Triological
The Allison-Cardenas-Nash Trio Hits Its Apogee
Bassist Ben Allison, guitarist Steve Cardenas, and multi-reedman Ted Nash make up an odd sort of trio (no piano, drums, or second horn), which in other hands might produce the stuff of “chamber jazz,” but in theirs spans the gamut from hot to cool, sometimes both at once, sprightly but dense with clipped rhythms, twisty intervals, and a quiet virtuosity.
Over the past decade, they have recorded albums covering the music of Jim Hall (Quiet Revolution), Carla Bley (Healing Power), Leonard Bernstein (Somewhere Else—West Side Story Songs), and Herbie Nichols (Tell the Birds I Said Hello).
Their new album, Trilogical (on Sunnyside), is their first to feature entirely original compositions—four by Allison, three each by Cardenas and Nash—though their works are clearly inspired by masters adroit in the same brand of jauntily lyrical jazz. The trio have developed—and, in the process, perfected—a distinctive sound; it’s no surprise that an album of originals wouldn’t sound much different. (If there’s one slight shortcoming to the album, it’s that the tracks sound quite a bit alike.)

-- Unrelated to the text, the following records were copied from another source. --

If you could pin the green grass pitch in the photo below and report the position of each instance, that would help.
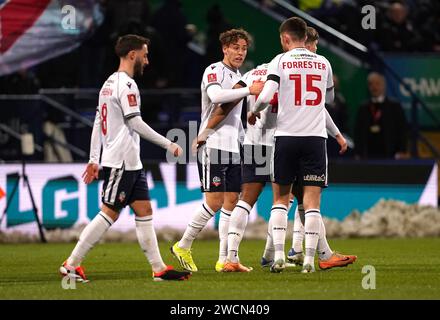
(405, 269)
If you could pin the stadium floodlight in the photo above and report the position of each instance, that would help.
(27, 149)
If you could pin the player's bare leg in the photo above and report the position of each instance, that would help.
(278, 220)
(238, 223)
(295, 254)
(89, 237)
(182, 249)
(312, 226)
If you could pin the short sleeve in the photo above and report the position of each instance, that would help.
(130, 99)
(212, 76)
(246, 79)
(330, 83)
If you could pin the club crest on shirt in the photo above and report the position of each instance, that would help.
(216, 181)
(132, 100)
(212, 77)
(121, 196)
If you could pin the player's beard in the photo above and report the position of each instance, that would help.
(138, 69)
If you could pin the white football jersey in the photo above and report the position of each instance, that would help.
(262, 133)
(119, 100)
(228, 132)
(303, 81)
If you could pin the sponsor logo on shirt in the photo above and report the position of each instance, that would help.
(132, 100)
(212, 77)
(106, 92)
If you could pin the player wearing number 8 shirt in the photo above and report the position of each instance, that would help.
(303, 79)
(118, 128)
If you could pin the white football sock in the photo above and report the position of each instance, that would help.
(324, 250)
(312, 228)
(278, 215)
(198, 222)
(269, 250)
(89, 237)
(298, 229)
(223, 228)
(148, 242)
(237, 226)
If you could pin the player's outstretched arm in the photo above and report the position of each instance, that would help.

They make the point explicitly in the liner notes, which succinctly tell how each song came about. Of “Peace Out There,” Allison explains, “I tried to write something evocative of Jimmy [Giuffre’s] music and ended up with something that reminded me more of Carla Bley.” Nash likens one of his pieces, “Ida’s Spoons,” to “some of the linear movement I love in the music of Lennie Tristano and Warne Marsh, specifically the way they weave lines through the chords, find certain tension notes at key times, and the atypical ways they create cadence and resolution.” (Giuffre’s early-1960s trio and the Tristano-Marsh collaborations have long been touchstones for Allison and Nash, in various groups over the last few decades.)
But these allusions aren’t derivative. For example, Nash writes that “For Bill” was inspired by Bill Evans, not by any particular tune but rather by his own quest to reflect Evans’ “beautiful harmonic movement, the subtle cadences he created and the relaxed sense of melody.” To be inspired by someone’s art, Nash writes, “is to discover certain characteristics you find attractive and develop your own personal way of expressing them.”
That’s a succinct summary of this trio’s approach to music generally—whether on this album or on their earlier covers. Its roots were planted three decades ago, back in 1992, when Allison and Nash—along with pianist Frank Kimbrough, trumpeter Ron Horton, and drummer Michael Blake—formed the Jazz Composers’ Collective, which fused the influences of undersung artists, especially Herbie Nichols, with their own individual cadences. They have since formed or joined many other groups, as leaders or sidemen. After Kimbrough died in 2020, Cardenas took up the chordal foundations and has grown in his improvisational confidence with each of the trio’s successive albums. In this sense, Trilogical marks the apogee of the band’s cohesiveness as an equilateral triangle, not merely a horn-and-rhythm-section.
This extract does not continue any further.